Dr Harrell-Bond worked tirelessly for more than 35 years to improve protections for refugees, to ensure that their voices were heard not only in academic research but in real-world policy debates.

She died recently at her home in North Oxford, UK.

Her research and teaching were inspirational to generations of scholars and aid workers and colleagues say she always spoke truth to power, taking on donor governments, UN bodies, large non-governmental organisations, and countries hosting refugees alike.

Her work and activism, backed by robust evidence, served as an example to generations of people working in the refugee sector.

She trained as a legal anthropologist at Oxford University under the supervision of eminent anthropologist Edward Evan Evans-Pritchard in the 1960s.

Dr Harrell-Bond went on to establish the Refugee Studies Program at Oxford, now known as the Refugee Studies Centre.

Her seminal 1986 book ‘Imposing Aid: Emergency Assistance to refugees’ was based on research she and some Oxford University students and local researchers conducted in what is now South Sudan.

In it, she made the argument that refugees are not helpless victims, but have agency, resilience, and dignity, and that this must be the starting point for any assistance.

In doing so, she largely began the ‘strengths-based’ movement that now is widely adopted in humanitarian work.

Dr Harrell-Bond’s research and teaching were inspirational to generations of scholars and practitioners of refugee and forced migration studies.

She was part of the team that founded the ‘Journal of Refugee Studies’ and the ‘Forced Migration Review’ – the world’s pre-eminent academic and practitioner publications on refugees and displacement.
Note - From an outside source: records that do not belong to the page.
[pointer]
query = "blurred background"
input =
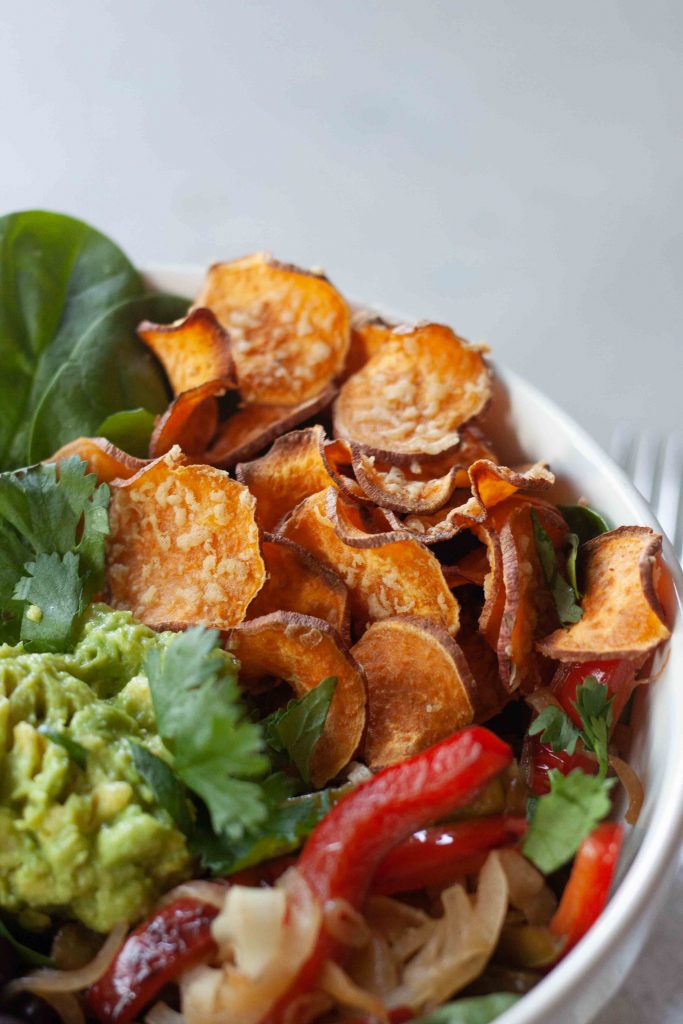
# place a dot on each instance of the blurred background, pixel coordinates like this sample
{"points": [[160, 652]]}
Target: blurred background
{"points": [[514, 169]]}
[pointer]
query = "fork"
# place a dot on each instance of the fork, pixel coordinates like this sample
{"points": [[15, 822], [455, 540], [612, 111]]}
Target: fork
{"points": [[655, 466]]}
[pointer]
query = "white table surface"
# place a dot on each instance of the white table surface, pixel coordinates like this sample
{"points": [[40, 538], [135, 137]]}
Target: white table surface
{"points": [[514, 169]]}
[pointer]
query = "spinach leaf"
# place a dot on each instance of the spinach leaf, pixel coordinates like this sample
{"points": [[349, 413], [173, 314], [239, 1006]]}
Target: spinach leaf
{"points": [[477, 1010], [584, 521], [59, 282], [130, 430], [297, 728], [108, 370]]}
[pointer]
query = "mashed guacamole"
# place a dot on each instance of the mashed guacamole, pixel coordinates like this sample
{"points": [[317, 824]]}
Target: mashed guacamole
{"points": [[87, 843]]}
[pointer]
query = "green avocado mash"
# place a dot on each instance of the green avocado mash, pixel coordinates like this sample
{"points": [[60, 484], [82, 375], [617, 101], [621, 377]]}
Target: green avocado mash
{"points": [[87, 843]]}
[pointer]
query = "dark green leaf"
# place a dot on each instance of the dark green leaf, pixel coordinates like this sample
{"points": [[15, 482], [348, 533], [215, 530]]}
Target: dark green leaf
{"points": [[165, 784], [109, 369], [556, 728], [217, 751], [563, 595], [28, 955], [564, 816], [130, 430], [57, 275], [571, 552], [78, 754], [584, 521], [477, 1010], [297, 728]]}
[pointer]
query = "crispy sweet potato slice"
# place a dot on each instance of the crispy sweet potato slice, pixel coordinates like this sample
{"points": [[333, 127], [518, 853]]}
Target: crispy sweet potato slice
{"points": [[397, 578], [297, 582], [289, 328], [623, 616], [183, 545], [103, 459], [290, 471], [190, 420], [420, 688], [253, 427], [193, 350], [528, 608], [413, 395], [303, 650]]}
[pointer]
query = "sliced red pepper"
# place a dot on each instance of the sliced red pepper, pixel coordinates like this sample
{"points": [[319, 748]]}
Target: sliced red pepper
{"points": [[587, 891], [175, 938], [436, 856], [344, 851]]}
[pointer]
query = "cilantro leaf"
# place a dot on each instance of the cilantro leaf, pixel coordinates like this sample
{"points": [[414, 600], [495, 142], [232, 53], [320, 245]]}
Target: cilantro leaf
{"points": [[556, 728], [165, 784], [563, 594], [52, 594], [584, 521], [217, 751], [564, 816], [289, 822], [595, 708], [76, 752], [52, 534], [297, 728]]}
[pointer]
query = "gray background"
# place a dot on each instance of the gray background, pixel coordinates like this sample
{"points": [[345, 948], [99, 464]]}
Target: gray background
{"points": [[514, 169]]}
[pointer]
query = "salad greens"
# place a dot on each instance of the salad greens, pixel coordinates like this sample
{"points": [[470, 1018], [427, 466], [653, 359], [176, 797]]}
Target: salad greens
{"points": [[564, 595], [52, 534], [70, 301]]}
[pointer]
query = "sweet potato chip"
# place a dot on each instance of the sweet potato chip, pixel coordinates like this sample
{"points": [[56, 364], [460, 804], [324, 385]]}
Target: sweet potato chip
{"points": [[303, 651], [414, 393], [369, 333], [528, 608], [193, 350], [183, 545], [297, 582], [623, 616], [103, 459], [189, 421], [289, 328], [253, 427], [398, 578], [290, 471], [493, 483], [420, 688]]}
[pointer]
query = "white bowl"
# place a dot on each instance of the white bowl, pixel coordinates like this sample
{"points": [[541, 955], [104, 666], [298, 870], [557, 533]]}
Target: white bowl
{"points": [[524, 423]]}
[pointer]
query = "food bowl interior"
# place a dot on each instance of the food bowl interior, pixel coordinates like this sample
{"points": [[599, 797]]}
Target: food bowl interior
{"points": [[526, 426]]}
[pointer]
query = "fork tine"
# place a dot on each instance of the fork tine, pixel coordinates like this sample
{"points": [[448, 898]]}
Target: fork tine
{"points": [[670, 503], [645, 463]]}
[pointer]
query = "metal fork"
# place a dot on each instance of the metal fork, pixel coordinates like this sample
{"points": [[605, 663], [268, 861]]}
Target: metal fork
{"points": [[655, 466]]}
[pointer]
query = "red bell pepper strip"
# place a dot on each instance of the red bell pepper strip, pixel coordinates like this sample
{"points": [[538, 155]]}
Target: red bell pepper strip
{"points": [[437, 856], [345, 849], [175, 938], [586, 893]]}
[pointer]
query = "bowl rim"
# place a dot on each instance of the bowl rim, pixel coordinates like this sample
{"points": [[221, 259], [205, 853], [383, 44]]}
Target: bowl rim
{"points": [[657, 855]]}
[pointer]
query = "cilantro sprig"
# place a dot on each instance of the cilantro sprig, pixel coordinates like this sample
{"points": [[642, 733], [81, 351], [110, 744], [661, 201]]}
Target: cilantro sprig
{"points": [[564, 593], [575, 802], [52, 534], [594, 706]]}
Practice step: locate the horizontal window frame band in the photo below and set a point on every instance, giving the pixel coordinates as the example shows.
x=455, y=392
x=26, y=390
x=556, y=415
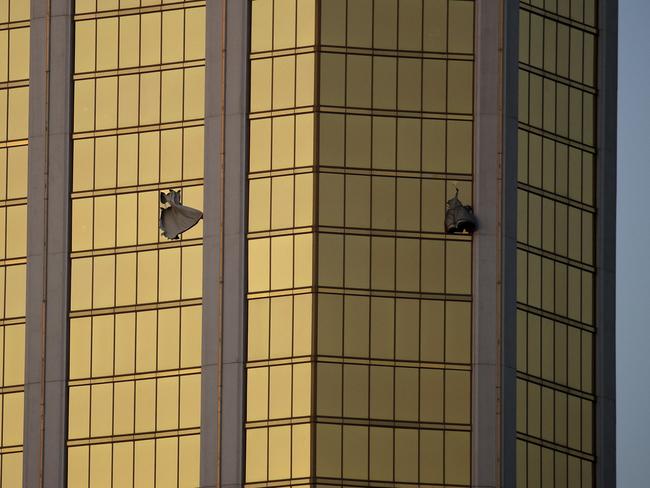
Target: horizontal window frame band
x=21, y=83
x=124, y=378
x=91, y=441
x=146, y=307
x=365, y=232
x=362, y=51
x=360, y=292
x=292, y=51
x=402, y=114
x=557, y=138
x=298, y=110
x=13, y=202
x=318, y=109
x=556, y=386
x=6, y=390
x=558, y=79
x=557, y=318
x=151, y=68
x=116, y=251
x=357, y=361
x=391, y=363
x=357, y=232
x=560, y=19
x=12, y=321
x=556, y=257
x=414, y=174
x=556, y=447
x=294, y=482
x=163, y=7
x=359, y=422
x=6, y=144
x=13, y=261
x=138, y=129
x=557, y=198
x=135, y=189
x=395, y=53
x=15, y=24
x=17, y=449
x=358, y=171
x=351, y=482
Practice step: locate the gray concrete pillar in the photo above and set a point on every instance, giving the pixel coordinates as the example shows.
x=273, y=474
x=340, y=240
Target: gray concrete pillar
x=605, y=348
x=224, y=278
x=50, y=103
x=487, y=289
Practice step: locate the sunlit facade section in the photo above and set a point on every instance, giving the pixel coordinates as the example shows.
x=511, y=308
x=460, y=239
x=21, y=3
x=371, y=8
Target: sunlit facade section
x=359, y=326
x=556, y=244
x=281, y=240
x=135, y=299
x=14, y=116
She also set up the ‘Rights in Exile’ web portal that provides essential information and a network of experts who provide pro bono legal assistance to asylum seekers.

She died just before the launch of a new film about her life, ‘Barbara Harrell-Bond: A Life Not Ordinary.

The film traces her career from her initial engagement with the civil rights movement in the US in the late Fifties, to her move to the UK in the mid-Sixties where she studied social anthropology at the University of Oxford.

The film also follows her on her travels to West Africa where she carried out much of her academic research.